Sofia. Your witness is simply being; your song is of the soul.
© 2013 Amy Barlow Liberatore/Sharp Little Pencil
I had written this poem for Sofia, the daughter of my friends Daniel and Joy, during a visit to San Antonio years ago, but it never saw the light of day until this blessed move to our new home next to our church. My posting will be sporadic, but I’ll read more than I post for a few days on breaks from unpacking. This is at dverse, Poets United, and the garden I have sorely missed, Imaginary Garden With Real Toads.
dverse asked for Anaphoric poems, which have repeated words or sounds. I decided to use the name which became a song for playtime: Sofia.
When we were visiting, Sofia, who had a difficult delivery and will never function in “our ways” past a young age, delighted when I played with her. The song was “So-FIIIIII-aaaaa…” followed by long, silly phrases:
So-FIIII-aaaaa sits on the floor and plays with her box of stuff
So-FIIII-aaaaa picks up the box and dumps all the stuff on the floor
(dump and giggle)
On and on through picking up plastic horses and puzzle pieces to dumping it out again. Hers is a pure existence, and the reason she has a happy life lies with her family. Danny and Joy are parents who, when faced with the birth of a child who would never learn to read or write, refused to lock her away. Her sisters, Veronica, Eva, and Carmen, love her for who she is, and Sofia is safe from caring when they pass her milestones; they are all equally loved by their parents and their larger family as individuals. This is a family of deep faith and a strong sense that they have been blessed by God with Sofia. My heart this day is with Daniel and Joy, with their able girls, and with that specially abled young woman, Sofia. Paz, y con mucho amor, Amy
OCD (Overwhelming Crucial Demands)
Rituals ruled his life
Tapping the front window four times when passing
Adjusting his chair twice after sitting down
Most noticeable at table, where his mother
would fret over her son’s obsession
Each bit chewed exactly 18 times
and finishing first the meat, then potatoes, and finally
vegetables – no portion touching the next
as his dish was divided into three compartments
Followed by a milk in his blue glass
swallowed in five long, perfectly even gulps
Napkin folded into a perfect triangle threading it through
a silver ring placed just so on the table
Brooks arranged first by genre, then by author,
then by color – spines aligned in precise rows
He measure boundaries for his daily routine;
I understand the gravity of crack avoided
One thousand, two hundred and eighty-nine
steps to the psychiatrist’s office downtown.

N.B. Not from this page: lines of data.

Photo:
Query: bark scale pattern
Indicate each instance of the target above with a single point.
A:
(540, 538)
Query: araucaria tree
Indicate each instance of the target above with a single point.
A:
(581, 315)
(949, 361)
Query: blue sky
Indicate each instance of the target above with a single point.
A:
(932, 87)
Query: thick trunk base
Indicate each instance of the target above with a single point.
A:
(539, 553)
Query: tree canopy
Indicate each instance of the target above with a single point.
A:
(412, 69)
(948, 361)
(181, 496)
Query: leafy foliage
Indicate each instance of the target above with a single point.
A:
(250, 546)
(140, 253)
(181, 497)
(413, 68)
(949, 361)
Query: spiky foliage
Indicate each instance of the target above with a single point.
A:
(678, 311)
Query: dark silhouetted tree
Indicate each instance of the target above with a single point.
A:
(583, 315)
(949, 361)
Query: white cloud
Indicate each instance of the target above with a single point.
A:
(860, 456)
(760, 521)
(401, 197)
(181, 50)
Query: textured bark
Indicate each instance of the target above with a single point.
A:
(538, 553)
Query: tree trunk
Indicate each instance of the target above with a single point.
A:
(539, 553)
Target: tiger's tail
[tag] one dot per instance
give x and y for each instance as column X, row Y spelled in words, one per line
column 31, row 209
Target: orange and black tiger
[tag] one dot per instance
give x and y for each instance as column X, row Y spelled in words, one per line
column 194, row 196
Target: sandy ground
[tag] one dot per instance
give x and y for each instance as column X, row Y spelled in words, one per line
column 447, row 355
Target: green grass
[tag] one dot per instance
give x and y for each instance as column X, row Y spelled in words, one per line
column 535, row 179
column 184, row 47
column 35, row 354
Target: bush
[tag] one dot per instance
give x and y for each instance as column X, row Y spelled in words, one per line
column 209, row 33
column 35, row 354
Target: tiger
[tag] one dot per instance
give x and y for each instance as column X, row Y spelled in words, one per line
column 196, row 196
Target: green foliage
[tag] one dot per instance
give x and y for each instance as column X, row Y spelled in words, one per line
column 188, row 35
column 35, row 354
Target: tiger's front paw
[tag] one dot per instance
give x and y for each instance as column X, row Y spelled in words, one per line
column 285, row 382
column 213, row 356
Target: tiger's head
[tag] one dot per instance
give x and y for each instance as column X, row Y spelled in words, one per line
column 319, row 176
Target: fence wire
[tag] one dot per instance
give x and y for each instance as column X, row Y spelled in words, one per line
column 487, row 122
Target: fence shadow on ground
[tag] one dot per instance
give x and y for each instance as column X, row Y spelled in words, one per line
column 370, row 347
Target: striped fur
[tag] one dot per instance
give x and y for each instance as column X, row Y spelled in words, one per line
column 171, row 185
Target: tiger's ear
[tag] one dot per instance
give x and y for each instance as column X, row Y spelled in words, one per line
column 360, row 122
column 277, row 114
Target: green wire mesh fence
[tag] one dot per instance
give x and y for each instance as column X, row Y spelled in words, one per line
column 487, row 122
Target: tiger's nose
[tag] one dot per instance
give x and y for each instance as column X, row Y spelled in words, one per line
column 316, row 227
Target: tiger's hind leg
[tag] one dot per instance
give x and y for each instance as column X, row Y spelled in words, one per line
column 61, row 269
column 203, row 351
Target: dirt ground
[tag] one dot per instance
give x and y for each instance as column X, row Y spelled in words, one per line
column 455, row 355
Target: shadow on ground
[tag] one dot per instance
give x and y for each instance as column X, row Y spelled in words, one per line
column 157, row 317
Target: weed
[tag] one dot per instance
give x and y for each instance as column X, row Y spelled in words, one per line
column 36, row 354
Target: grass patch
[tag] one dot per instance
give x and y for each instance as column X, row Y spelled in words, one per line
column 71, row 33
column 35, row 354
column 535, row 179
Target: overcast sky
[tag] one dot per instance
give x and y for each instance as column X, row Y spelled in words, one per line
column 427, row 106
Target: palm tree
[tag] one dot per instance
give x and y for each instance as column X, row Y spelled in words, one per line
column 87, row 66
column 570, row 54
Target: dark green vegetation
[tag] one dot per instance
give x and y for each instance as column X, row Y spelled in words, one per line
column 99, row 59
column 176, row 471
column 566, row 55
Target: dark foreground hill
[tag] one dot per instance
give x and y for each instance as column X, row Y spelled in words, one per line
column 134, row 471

Unfortunately, he never opened the door,
lacking a Kleenex to ward off germs
© 2012 Amy Barlow Liberatore/Sharp Little Pencil
For Sunday Scribblings, “I Understand” was the prompt. Yeah, ya think?
Kids are cruel, and peers pick out students like this boy to bully, an easy target. While OCD is a minor part of my chemical imbalance, it loomed large when I was younger. One example: If I misspelled a word in English class, I first was compelled to complete writing it in full, and then, with a calm sweep, I would erase the entire word… but finishing it was critical. There were fingerprints by the exit to our bedroom from my habitual taps, and grazing a fence with a stick, if I missed a picket, it meant going back and starting the whole fence again. I get this kid because I was this kid, but the symptoms abated when manic depression started to take over. One pain in the ass replaced by another is small comfort.
Notice these traits and show understanding to the “different ones,” those who may not be diagnosed but whose disorders are easily recognizable. Good example, if you see a “twirler” who eventually singles out one hair to pluck, be aware. It’s called trichotillomania and can be managed NOT by drugs, but by behavior modification.